Unfortunately, drought isn’t the only issue. In East Africa there are many layers of crises, making people incredibly vulnerable. During 2020/21 the region battled a locust invasion, and of course COVID-19. The situation has been further exacerbated by the war in Ukraine and the resulting rising costs of food and fuel.

The UN World Food Programme has warned that 47 million more people will face acute hunger if the conflict in Ukraine continues – many of those affected will be in low-income countries in Africa.

Catherine Ogolla, Cafod’s Country Representative for Kenya, highlighted how the price of cooking oil has doubled as a result of the war in Ukraine. “Everybody is struggling to make a living,” she said.

In Marsabit it’s the local Catholic Church who are on the frontline providing food aid. I met a priest who is providing food for 100 people every day from his parish.  The Kenyan Catholic Bishops’ Conference has launched its own drought appeal to churches across Kenya to support the work of the dioceses in the north.

The response of the Church is impressive, but it’s not enough to prevent a humanitarian catastrophe from unfolding.

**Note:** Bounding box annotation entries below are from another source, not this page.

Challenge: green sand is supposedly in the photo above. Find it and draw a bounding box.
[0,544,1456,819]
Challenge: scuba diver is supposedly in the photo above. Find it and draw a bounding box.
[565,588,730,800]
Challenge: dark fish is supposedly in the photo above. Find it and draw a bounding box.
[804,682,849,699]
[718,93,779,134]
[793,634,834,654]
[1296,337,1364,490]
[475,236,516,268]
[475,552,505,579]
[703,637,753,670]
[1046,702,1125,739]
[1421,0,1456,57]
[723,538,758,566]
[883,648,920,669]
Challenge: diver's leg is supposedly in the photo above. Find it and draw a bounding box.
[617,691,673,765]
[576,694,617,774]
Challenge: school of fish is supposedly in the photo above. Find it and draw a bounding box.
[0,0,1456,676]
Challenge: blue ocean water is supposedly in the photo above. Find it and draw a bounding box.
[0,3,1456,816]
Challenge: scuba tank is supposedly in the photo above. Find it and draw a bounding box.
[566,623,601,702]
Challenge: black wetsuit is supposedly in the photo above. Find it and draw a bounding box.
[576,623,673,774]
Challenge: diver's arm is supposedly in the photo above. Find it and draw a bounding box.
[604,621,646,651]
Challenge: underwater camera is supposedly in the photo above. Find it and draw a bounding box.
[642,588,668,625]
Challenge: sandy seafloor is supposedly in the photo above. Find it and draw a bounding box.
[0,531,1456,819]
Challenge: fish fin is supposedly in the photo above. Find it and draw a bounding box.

A much bigger scale response is needed yet appeals to the international community have so far failed to generate the support they did for the drought in 2017, even though the situation is now worse. It’s time for the international community to step-up and pledge funding.

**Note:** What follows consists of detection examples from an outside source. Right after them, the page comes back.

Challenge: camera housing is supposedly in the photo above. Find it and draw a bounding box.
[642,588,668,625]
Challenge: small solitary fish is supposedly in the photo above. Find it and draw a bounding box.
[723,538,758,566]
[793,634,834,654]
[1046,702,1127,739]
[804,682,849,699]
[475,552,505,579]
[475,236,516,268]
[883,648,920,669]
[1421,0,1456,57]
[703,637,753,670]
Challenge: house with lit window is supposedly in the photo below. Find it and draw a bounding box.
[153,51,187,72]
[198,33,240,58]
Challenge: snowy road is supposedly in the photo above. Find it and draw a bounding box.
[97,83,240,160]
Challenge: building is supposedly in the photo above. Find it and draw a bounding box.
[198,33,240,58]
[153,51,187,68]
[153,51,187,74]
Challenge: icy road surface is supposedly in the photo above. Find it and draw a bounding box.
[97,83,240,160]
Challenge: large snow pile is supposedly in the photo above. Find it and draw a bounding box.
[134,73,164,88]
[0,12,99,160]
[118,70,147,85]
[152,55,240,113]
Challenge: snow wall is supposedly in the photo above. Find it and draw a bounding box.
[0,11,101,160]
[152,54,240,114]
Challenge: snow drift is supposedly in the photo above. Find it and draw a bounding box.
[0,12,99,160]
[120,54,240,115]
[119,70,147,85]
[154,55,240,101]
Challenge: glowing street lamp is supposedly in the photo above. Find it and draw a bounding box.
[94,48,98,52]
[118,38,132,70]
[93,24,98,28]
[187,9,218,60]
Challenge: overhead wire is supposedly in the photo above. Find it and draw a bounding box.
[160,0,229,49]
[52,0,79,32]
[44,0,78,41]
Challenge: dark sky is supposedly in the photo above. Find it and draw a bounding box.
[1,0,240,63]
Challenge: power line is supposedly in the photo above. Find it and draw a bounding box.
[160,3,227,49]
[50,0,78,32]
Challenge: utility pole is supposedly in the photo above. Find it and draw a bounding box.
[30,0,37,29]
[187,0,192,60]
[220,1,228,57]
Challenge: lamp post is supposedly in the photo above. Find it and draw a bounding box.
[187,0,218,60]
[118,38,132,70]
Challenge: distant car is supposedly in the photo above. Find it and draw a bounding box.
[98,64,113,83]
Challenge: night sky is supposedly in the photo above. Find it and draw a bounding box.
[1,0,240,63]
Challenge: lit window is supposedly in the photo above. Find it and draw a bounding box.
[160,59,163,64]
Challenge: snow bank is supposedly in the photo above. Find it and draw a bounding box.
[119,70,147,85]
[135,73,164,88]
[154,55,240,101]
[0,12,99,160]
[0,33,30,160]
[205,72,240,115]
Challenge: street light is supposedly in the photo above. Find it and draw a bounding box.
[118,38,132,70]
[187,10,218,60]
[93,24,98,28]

Cafod has been working in Kenya for over thirty years. We are supporting Caritas Marsabit with food distribution, cash transfers, voucher distribution, water trucking and technical support for boreholes. Cafod has committed to spending an initial one million pounds on the food crisis in East Africa.

This is why, to respond to the enormous challenges faced by those in East Africa and around the world, Cafod has launched a World Food Crisis Appeal.

Donations will help our local experts get emergency food and clean water to hundreds of thousands of people. Raising your voice will help bolster our calls for the UK Government to increase UK aid spending in the region, keep the promises they’ve made to address climate change, and fix the broken global food system which is keeping people hungry despite there being enough food for everyone. Please also keep all families affected by this crisis in your prayers. 


Christine Allen is executive director of Cafod.